I usually run a team of 3 dogs in the 3-dog junior class at sprint races here in MI. I hope to make it to the 4 dog class next year and then 6-dog and 8-dog and so on.



Tami said:


> Nekomi does here is a link to one of her posts http://www.dogforums.com/off-topic/86278-nekomis-crew-facebook.html


haha I know her already!! I met her only this year on facebook. I hope to see her at a race or 2 this year! I had no clue she was even on here!


----------



## Keechak (Aug 10, 2008)

I really wanted to run the Dirty Dog race but couldn't fit it in my schedual. I did do the Can't depend on snow, we took 10th out of 20 entries not too shabby considering I was running against huskies. I will be running Can't depend on snow again this year.


----------



## Darkmoon (Mar 12, 2007)

MusherChic said:


> Oh! So you must run the dirty dog dryland and can't depend on snow and east meets west dryland races?? I am only asuming but those are the big races that i know of in Wisconsin and Minnesota. You have probably raced against some of my friends then!!
> I usually run a team of 3 dogs in the 3-dog junior class at sprint races here in MI. I hope to make it to the 4 dog class next year and then 6-dog and 8-dog and so on.

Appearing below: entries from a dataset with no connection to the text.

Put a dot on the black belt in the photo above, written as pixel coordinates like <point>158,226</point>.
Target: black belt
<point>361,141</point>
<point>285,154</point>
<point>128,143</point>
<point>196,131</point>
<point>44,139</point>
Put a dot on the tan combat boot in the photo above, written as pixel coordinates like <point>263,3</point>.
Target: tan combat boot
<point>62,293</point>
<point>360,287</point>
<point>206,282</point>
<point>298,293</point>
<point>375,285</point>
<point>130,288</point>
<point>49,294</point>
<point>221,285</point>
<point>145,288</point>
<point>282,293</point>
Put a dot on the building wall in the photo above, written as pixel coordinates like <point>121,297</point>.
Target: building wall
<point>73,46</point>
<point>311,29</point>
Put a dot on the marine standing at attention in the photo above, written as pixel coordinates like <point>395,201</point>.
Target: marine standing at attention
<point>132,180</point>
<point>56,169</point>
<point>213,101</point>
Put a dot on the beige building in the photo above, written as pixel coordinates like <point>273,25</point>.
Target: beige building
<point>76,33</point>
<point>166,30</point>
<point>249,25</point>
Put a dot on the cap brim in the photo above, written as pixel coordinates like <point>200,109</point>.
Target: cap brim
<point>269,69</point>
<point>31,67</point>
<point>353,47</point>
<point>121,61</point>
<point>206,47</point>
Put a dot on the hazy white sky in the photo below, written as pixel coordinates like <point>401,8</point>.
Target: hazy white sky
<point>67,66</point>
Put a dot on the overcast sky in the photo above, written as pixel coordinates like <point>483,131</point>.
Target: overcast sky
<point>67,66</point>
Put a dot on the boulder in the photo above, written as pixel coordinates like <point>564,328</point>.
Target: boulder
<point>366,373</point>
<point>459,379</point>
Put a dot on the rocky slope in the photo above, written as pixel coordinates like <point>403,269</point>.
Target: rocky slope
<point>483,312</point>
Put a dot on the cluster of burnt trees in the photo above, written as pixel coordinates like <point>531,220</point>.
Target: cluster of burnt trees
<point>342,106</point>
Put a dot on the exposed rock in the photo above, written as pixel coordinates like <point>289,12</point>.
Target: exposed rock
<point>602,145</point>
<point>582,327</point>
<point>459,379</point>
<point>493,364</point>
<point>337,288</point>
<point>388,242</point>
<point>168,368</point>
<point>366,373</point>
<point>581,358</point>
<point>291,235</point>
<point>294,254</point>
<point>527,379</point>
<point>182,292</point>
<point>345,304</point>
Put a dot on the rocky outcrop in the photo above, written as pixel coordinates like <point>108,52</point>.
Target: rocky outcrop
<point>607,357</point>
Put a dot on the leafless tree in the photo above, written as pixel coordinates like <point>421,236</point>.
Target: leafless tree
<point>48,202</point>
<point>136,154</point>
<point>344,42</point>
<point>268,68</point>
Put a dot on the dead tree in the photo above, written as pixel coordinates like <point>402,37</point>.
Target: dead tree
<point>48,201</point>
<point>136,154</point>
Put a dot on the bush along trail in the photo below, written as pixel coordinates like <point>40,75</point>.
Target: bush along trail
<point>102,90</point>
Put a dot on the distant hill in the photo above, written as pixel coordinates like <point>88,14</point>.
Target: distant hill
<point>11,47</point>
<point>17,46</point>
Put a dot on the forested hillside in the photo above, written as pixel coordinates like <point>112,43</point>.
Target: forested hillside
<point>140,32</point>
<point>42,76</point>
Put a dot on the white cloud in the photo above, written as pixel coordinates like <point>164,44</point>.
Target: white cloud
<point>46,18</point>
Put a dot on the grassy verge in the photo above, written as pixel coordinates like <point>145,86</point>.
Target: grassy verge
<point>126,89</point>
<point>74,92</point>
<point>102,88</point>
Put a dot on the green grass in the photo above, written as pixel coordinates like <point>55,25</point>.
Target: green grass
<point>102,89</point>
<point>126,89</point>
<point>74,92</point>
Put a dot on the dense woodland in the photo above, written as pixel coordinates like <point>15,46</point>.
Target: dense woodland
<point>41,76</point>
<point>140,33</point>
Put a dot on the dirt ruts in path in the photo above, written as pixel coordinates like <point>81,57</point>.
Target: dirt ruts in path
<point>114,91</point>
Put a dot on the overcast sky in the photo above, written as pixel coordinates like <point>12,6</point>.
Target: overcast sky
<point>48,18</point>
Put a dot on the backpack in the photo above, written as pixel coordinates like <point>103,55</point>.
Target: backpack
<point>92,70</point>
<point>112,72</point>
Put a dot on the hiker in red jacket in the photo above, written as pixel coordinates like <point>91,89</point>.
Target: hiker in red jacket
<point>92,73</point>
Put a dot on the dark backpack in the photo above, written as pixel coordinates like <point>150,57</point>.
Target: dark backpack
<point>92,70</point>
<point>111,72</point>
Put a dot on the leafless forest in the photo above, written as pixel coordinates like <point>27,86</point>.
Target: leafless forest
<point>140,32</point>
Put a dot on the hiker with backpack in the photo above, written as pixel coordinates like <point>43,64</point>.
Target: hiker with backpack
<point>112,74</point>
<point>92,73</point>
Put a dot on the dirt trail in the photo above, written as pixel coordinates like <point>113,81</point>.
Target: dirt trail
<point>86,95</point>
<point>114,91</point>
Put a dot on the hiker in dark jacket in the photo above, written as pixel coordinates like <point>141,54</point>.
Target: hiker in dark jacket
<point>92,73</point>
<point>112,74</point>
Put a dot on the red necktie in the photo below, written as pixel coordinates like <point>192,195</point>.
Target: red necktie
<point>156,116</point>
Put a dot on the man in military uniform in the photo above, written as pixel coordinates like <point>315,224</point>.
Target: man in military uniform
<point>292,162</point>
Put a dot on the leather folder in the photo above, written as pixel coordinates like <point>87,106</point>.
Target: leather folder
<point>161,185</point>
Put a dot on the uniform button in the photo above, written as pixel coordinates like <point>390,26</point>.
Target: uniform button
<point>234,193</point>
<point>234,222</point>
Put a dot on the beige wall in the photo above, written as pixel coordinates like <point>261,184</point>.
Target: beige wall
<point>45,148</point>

Another Michigander here yay! I don't really do much mushing since I only have one dog (who is off for the winter due to an injury). I've always wanted to go out to a few races and watch, maybe get into the sport since I don't know too much about it. I always miss the run that is in the state park near me (Fort Custer in Augusta MI). This year I found out about it day of while I was already at another dog show. Kind of sucks... Keechak and Nekomi are the only two on the forum I know of that does it actively.


----------



## MusherChic (Nov 6, 2010)

I have friends that run the fort custer race. I don't usually run it because I have some favorite races farther north that I go to.


----------



## Squeeker (Dec 15, 2007)

We don't sled, but Libby and I dabble in scootering/bikejoring, and hope to start some skijoring this winter! I just need skis...


----------



## waterbaby (Jan 20, 2009)

We started skijoring last year. I liked it enough that I'm actually looking at adopting a retired sledder this winter so my partner and I can go together. But I'm still relying really heavily on the woman who got me into it - I don't feel like I have any real idea what's going on. It's totally addicting though.

We have a 350 mi sled dog race here every year - Race to the Sky. It's really fun to go see and the mushers say it's a fun race.


----------



## MusherChic (Nov 6, 2010)

waterbaby said:


> We started skijoring last year. I liked it enough that I'm actually looking at adopting a retired sledder this winter so my partner and I can go together. But I'm still relying really heavily on the woman who got me into it - I don't feel like I have any real idea what's going on. It's totally addicting though.
> 
> We have a 350 mi sled dog race here every year - Race to the Sky. It's really fun to go see and the mushers say it's a fun race.


Hey! I have a friend who races that race!! I have tried ski-joring but me and skies are not a good match. It was pretty much a suicide mission. My dogs are too crazy!!


----------